Retired life in the high country

Dr. Morris Cohen and his wife, Rita, motorcycling through Independence Pass.
Courtesy photo

After 40 years of practicing medicine, Dr. Morris retired in Snowmass Village in 2013.

“After Morris retired, we enjoyed all of the activities that attracted us to this area to begin with: skiing, biking, motorcycling, hiking,” said Rita.

In his retirement, he also took on watercolor painting. He spent many days tending to his garden and spending time with his family.

“The most important thing for both of us was now being able to be together constantly,” said Rita.
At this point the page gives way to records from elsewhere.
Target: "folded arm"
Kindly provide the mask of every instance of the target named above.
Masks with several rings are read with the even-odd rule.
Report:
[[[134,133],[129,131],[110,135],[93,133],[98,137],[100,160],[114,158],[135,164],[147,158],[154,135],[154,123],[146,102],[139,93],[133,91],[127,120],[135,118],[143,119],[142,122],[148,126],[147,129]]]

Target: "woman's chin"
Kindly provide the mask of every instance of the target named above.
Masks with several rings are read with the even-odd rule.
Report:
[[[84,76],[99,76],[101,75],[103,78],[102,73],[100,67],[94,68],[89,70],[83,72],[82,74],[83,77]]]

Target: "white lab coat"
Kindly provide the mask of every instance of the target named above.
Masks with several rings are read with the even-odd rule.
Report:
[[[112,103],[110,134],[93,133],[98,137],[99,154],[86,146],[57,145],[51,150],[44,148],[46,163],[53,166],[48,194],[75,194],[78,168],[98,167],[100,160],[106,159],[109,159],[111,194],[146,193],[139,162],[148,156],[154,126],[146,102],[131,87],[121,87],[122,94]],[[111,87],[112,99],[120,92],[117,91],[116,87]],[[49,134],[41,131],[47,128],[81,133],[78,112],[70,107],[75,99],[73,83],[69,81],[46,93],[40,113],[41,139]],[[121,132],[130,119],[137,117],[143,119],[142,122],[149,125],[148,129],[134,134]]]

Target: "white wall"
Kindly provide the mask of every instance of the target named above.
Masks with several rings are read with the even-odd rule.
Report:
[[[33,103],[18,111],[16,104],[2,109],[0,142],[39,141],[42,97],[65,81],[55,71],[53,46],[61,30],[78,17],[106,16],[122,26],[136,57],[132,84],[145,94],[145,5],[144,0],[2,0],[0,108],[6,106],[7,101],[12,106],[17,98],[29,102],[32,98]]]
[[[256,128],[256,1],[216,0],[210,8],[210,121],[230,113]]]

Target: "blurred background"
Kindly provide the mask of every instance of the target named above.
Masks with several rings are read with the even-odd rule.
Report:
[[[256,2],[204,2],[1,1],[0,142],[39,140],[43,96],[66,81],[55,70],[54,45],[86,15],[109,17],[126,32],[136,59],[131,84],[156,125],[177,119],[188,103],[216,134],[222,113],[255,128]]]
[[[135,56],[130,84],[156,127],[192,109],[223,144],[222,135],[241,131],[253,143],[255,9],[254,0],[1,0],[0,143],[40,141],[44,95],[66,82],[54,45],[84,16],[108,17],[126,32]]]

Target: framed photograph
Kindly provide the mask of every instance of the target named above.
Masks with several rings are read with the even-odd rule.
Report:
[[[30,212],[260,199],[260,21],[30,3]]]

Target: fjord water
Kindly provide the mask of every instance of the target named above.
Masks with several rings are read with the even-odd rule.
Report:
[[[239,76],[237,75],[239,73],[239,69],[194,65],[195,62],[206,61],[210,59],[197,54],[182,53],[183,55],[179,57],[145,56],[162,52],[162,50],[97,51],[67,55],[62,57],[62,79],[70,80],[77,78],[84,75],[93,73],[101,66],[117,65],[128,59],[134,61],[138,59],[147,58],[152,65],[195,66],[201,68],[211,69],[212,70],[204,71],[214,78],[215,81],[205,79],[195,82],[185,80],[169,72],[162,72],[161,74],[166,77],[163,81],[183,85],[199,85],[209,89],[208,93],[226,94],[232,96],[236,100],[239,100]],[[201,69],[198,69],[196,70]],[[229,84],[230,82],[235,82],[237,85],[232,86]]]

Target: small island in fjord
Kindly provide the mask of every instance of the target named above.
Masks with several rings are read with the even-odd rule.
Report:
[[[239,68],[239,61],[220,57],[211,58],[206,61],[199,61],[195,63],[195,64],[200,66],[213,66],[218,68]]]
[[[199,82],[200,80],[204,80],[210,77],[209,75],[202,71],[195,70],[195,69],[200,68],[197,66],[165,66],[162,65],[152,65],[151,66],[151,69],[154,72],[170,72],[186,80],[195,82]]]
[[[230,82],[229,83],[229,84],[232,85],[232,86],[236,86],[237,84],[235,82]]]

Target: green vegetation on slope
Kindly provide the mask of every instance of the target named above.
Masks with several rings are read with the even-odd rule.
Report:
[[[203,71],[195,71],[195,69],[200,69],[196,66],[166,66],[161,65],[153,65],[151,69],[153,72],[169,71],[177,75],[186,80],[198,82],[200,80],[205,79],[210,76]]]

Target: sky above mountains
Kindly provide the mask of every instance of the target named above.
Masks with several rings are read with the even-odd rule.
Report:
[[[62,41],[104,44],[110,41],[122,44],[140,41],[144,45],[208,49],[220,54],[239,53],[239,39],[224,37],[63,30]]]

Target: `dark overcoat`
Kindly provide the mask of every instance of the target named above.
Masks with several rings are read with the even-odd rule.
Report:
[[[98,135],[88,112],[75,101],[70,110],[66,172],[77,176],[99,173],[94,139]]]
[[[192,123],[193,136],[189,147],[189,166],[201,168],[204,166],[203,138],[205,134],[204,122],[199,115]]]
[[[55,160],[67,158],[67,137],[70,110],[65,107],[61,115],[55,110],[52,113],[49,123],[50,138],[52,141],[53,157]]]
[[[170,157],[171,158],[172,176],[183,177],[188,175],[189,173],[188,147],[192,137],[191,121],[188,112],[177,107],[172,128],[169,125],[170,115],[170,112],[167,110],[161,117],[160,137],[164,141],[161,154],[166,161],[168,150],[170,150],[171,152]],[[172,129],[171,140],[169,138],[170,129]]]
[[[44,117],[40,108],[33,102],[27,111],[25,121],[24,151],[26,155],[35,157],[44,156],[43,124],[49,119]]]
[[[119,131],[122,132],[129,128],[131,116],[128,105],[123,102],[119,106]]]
In recent years, Morris’ health began to decline after he was diagnosed with Parkinson’s disease.

Rita believes that his voluntary excursions into the jungles of Vietnam to bring health care to the native villagers exposed him to Agent Orange — a defoliant used by the U.S. military to allow for better aerial visibility — which led to his illness.

He passed away four months before their 50th anniversary. He was buried with military honors from the Air Force.

Dr. Morris Cohen is survived by his wife, Rita, his two children Ricki and Joshua, and his grandchildren.